In truth, if the enemy frontage here had been even slightly wider, they would already have been annihilated.

The battle line—only recently formed—was on the brink of collapse.

---

The ring wall was not tall.

As wights began piling atop one another, climbing higher and higher, every man felt his legs start to shake.

"We should retreat!" someone shouted urgently to the bald, white-bearded old commander.

"Retreat! Retreat!"

The raven perched on the old man's shoulder echoed the cry in a shrill voice, perfectly voicing what everyone was thinking.

Holding the line was suicide.

But retreat promised little better.

Yet they had no choice.

"Ser Othell," the old commander barked, "take your men and lead the breakout through the rear!"

"Yes!"

"Thoren, you and your men will cover the retreat. Buy time for the others. Can you do it?"

"I can!" Thoren answered through clenched teeth.

Seeing his resolute expression, the Lord Commander opened his mouth to issue another order—

And suddenly, a burst of white light exploded beyond the ring wall.

The light bloomed without warning, illuminating everything outside the mountain stronghold. Every wight was revealed in stark clarity. They recoiled in terror, screaming as the light washed over them.

Those preparing to flee froze in disbelief.

As they watched the wights begin to smoke and blister under the radiance, a wave of desperate relief washed through them.

But then—

A strange, distant howl echoed across the darkness.

The white light vanished instantly.

Darkness fell again.

The wights surged forward once more, and the Night's Watch broke into a panicked retreat.

---

Following the commander's orders, a group of just over twenty men formed a rearguard—a suicide squad. Their faces were tight with fear and resolve as they faced the oncoming horde.

But numbers told the story.

They lasted barely ten seconds before being completely overwhelmed.

And by then, the main force had not yet fully withdrawn from the mountain.

What followed was inevitable.

---

Charles watched everything in silence, utterly powerless.

Gathering purifying light in the dead of night was already difficult—let alone under the suppression of that unknown force.

The flash of light he had just summoned had taken an absurd amount of effort to manifest, and the enemy hadn't even shown itself before extinguishing it with a single roar.

All he could do was watch as countless men died before his eyes.

He had briefly considered using corpse reanimation to counter the undead army—but the enemy was far faster.

Yet that, at least, allowed him to see the truth.

The creation of wights was nothing like necromancy.

What he witnessed shattered his assumptions.

When the rearguard Watchmen died, their souls crawled out of their bodies—but only briefly. Under the wights' gnawing, those souls were torn apart just like their corpses, dissolving into gray mist and vanishing completely.

At the same time, the mangled bodies—half-buried in snow—suddenly opened their eyes.

Their pupils glowed an icy blue.

"This isn't necromancy at all," Charles realized.

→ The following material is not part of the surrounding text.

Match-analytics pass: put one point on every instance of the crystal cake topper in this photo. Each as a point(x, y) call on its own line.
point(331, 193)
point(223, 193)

Standing amid the "empty" camp as countless horrors rushed past, a chill ran through him.

Necromancers wield death and souls.

But this power devoured the souls of the living and then granted the corpse an entirely new existence.

If wights were merely soldiers—

Then what, exactly, were the Others?

He didn't know.

And after what he'd just witnessed, he couldn't even be certain that his current state was completely safe.

Charles cast one last glance at the sky.

Golden flames flared across his brow.

And his figure vanished from the mountain.